JW: My most current project is a novella that just came out in the March 2018 issue of Clarkesworld Magazine. "The Persistence of Blood" takes place in my Varin world, where people live in a complex caste society in underground cities. Lady Selemei is a noblewoman who nearly died giving birth to her fifth child, who takes the revolutionary step of refusing to bear any more children, despite the fact that the noble caste is in decline and expects every woman to have as many children as possible in order to sustain the Race. Her husband is supportive, and together they attempt to change the law to protect more mothers from death in childbirth, but when things go terribly wrong, she's forced to stand on her own and become a unique political voice in her own society.
DJR: What was the inspiration for the project?
JW: I had a conversation with Ann Leckie a couple of years ago, and she encouraged me to try writing a novella in the Varin world. I chose to focus on Lady Selemei because it's important to me that Varin stories reflect the kinds of social issues we are dealing with right now in our own world. Selemei is a very grounded person, and a mom, and has to step out beyond what she has known in order to protect herself and her family from government policies that put her life in danger. It should come as no surprise that she ends up having to fight in the political arena, and that this fight turns out to be very difficult.
DJR: What lies ahead for you as a writer?
JW: I'm currently working on a sequel to "The Persistence of Blood," which will feature a character from the Imbati servant caste and take on a very different set of social issues. I'm also working with my agent's help to publish a novel of Varin.
DJR: What advice do you have for new and aspiring writers?
JW: I guess my advice would be something Lady Selemei believes in, which is to believe in your own gifts and keep persisting, learning as much as you can along the way.
DJR: What do you do when you’re not writing?
JW: When I'm not writing, I do lots of different things. I like to work in my garden, and to take long walks and hikes, all of which help me to think. I like to go top-rope climbing in the gym, and to do yoga, because both of these activities help to relax my over-active mind. I work as an English and French teacher, and I work with my family on things like school homework and life in general!
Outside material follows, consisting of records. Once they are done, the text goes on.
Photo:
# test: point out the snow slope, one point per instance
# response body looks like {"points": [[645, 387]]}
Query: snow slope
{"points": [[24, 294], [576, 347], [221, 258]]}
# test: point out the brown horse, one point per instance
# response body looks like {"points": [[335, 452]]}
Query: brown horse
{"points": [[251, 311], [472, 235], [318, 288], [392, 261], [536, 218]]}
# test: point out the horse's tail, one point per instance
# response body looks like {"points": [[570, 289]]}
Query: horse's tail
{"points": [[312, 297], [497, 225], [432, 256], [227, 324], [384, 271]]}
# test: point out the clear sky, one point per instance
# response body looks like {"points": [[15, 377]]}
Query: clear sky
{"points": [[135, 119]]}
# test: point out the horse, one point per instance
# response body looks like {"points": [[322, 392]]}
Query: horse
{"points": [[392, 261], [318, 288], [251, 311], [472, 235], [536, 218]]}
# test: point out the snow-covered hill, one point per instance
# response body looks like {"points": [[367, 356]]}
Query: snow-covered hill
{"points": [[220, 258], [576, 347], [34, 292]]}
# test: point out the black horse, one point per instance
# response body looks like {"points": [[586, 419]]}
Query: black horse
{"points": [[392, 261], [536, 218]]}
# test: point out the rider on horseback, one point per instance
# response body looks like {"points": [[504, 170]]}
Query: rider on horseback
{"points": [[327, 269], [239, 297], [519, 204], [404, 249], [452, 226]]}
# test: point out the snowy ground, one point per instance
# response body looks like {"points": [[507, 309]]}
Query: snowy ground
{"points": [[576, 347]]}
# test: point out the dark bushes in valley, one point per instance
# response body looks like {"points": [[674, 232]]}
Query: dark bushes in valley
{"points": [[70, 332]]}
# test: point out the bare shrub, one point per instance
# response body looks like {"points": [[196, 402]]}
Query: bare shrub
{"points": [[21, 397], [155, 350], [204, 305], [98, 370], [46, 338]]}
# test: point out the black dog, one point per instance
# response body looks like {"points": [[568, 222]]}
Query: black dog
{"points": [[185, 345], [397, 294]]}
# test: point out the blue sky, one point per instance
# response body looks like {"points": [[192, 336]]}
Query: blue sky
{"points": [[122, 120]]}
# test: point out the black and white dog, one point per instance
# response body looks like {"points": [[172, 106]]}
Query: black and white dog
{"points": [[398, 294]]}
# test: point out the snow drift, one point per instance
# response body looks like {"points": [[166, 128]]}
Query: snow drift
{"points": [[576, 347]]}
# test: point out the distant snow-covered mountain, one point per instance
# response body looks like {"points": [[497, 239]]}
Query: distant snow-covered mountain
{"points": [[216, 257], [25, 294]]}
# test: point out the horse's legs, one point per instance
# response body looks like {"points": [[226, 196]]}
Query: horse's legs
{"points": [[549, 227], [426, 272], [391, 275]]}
Juliette Wade combined a trip to the Gouffre de Padirac with her academic background in linguistics and anthropology to create the world of Varin, a grand experiment in speculative ethnography. She lives the Bay Area of California with her husband and two children, who support and inspire her. Her fiction has appeared in Clarkesworld, Analog, and Fantasy & Science Fiction. She runs the Dive into Worldbuilding video series and workshop at www.patreon.com/JulietteWade.